WTF!?!?! She was mad in dance camp when they only did tap for part of the class. She's been putting her tap shoes on and "practicing" for WEEKS. and now it's BORING!?! $30 tuition for a month, $15 tap shoes, $5 shirt, for TWO FUCKING MINUTES OF CLASS. She flat out refused to finish even one lesson.

Now, I'm all for making her follow through. But there's only so much I can do without disrupting the class, which is extremely rude, and always pisses me off when other parents do it. So after about 5 minutes of whispered argument, we left. In the car, I assured her that she has used up her allotted money for fun classes for a good while. When we got home, Mike brought out the Daddy Voice and let her know in no uncertain terms that her behaviour is unacceptable, then sent her up to clean her room.
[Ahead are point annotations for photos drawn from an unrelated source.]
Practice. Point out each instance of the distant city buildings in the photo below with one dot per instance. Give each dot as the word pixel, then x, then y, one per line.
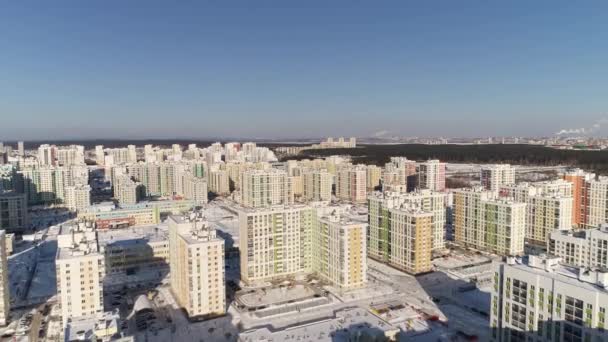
pixel 4 282
pixel 351 183
pixel 493 177
pixel 316 185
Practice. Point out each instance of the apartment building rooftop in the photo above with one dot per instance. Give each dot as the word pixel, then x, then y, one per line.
pixel 583 233
pixel 133 235
pixel 550 266
pixel 343 327
pixel 200 230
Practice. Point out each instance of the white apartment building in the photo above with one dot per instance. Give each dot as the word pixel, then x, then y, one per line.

She has just come down to tell me she's finished. I plan on taking a bag up, and anything not done- "it's ALL done, mama! I PROMISE!"- will go in the bag, never to be seen again.

I want her to be able to do fun things. I want her to have opportunities and learn talents and have good childhood memories. I want to be able to let her choose fun things to go do. It's not that I am forcing her to sign up for these things! I am not one of those parents who makes their child take all sorts of classes.

now I am babbling. I'm done.

Monday, September 03, 2007

a good Monday...amazing!

Feeling much better today! I think that much of my irritation was caused from still being tired from all my activity on Saturday. Though there are still things I need to talk over with him, I am much more cheerful and loveful toward him today. He and Kaia are spending the day together since schools are closed. They went grocery shopping, and picked up a couple more bins for storage, so we can finish cleaning the dining room storage closet out.

Planning a more detailed blog about garnet hunting later!

Sunday, September 02, 2007

bah

I am in a very irritable mood right now. Won't talk about it because I suppose it's not nice to talk about being annoyed with Mike publicly. But I am ANNOYED. just so you know.


and my "J" key seems a bit snarky.

Saturday, September 01, 2007

Garnets?

We are going garnet hunting today! Kaia is very excited. I am too, but also a bit trepidatious. There's a 1/2 mile hike into the area, and then very little accommodations. There is an outhouse--if there were no bathroom, I wouldn't go. Hopefully it won't be too hot today, either.

I packed us a lunch, and plenty of water. I am bringing my camera, but not sure if I'll be clean enough to use it!

I'm being negative. I know I will end up enjoying myself, and it's nice spending time with Kaia, and Andrea's family. I hope we get some garnets, so the kids (and my mom!) aren't too disappointed!